I took the beautifully, if deserted, sculpted comb to the hippies around back who sat in a circle by the fire to ask if one of them had a camera. Katherin offered her shitty camera on a shitty phone to document my shitty fortune with this hive in the last shitty light that was left of the day. That's about the time the marked queen, the original from the package, climbed to the outside edge of the mass of comb I held bottom-up, still alive! I was hoping at least that they had swarmed over summer but it was apparent something had been wrong with this colony for a long while. If it was starvation (the lack of stores) that killed them there was certainly something else afoot that prevented them from building reserves throughout the season when the forage was rich. When I divided the tiered hive to add supers the top two boxes were quite heavy and the brood pattern that I could discern from the division was dense and uniform, in fact, the tightest brood pattern I'd ever seen. The Russian packages had originated form a different apiary out of Kentucky, these were from an unknown Georgia apiary. Had I discovered any symptoms with the KTBH earlier I'm not sure I would've chosen to feed them, being the difference between the two colony was so remarkable, so obviously "wrong".

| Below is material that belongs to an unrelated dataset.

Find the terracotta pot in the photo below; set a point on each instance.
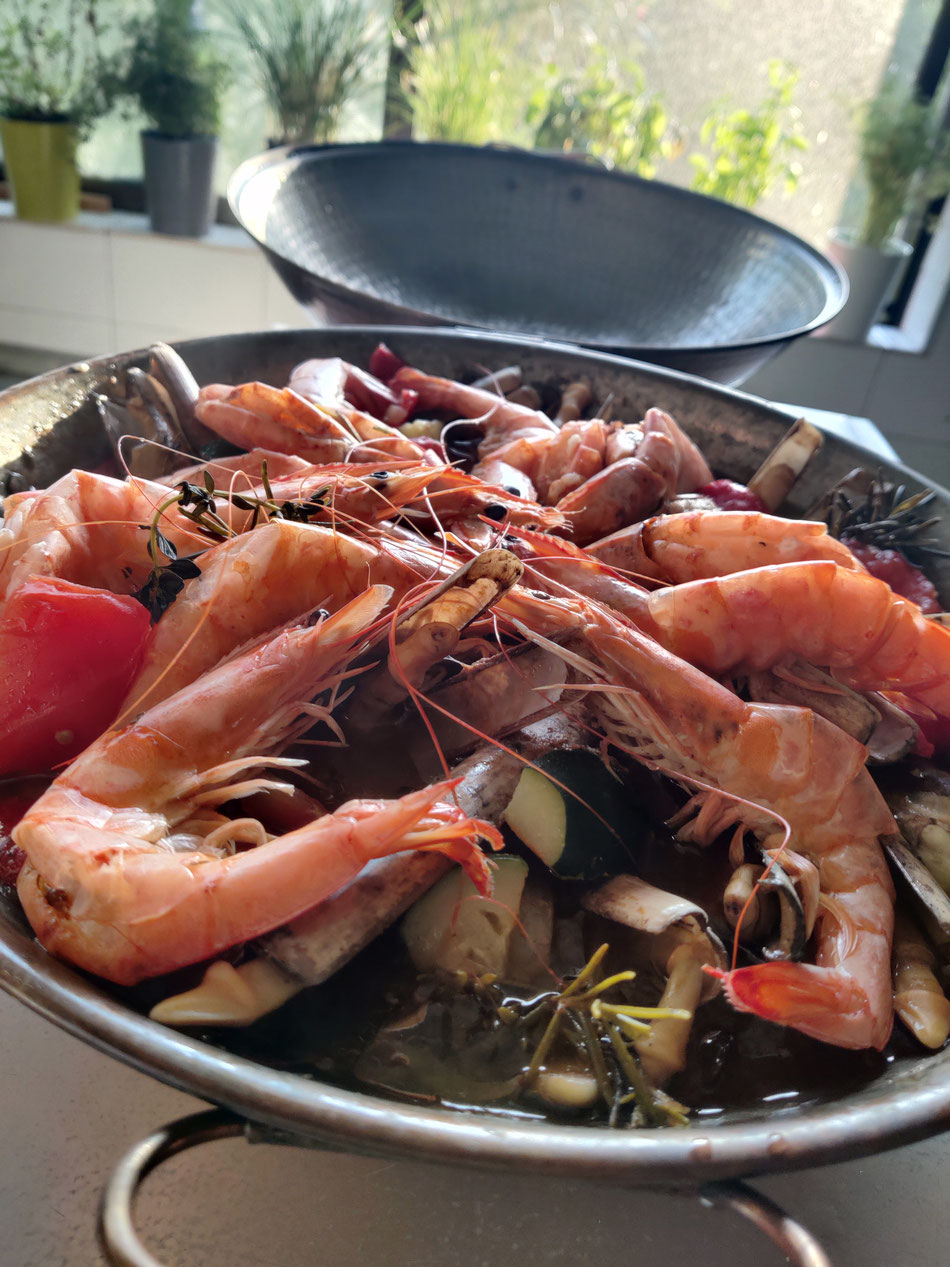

I scooped piles of dead bees from the screened floor of the hive into a nearby basil patch depositing a scoop of a hundred or so into a small jar to be filled with 70% isopropyl alcohol and sent for biopsy to the Beltsville Agriculture Research Center in Maryland. I'd also like to send a sample of the comb with a few of the capped brood intact, but that might have to wait until next week after the queen expires. I put the hive back together, the doomed queen with no (or painfully too few) attendants, and no winter stores to await death. I considered pinching her but I felt that I'm already deeply included in the karma of this colony and, should this experience reveal nothing else, indeed that of all my bees.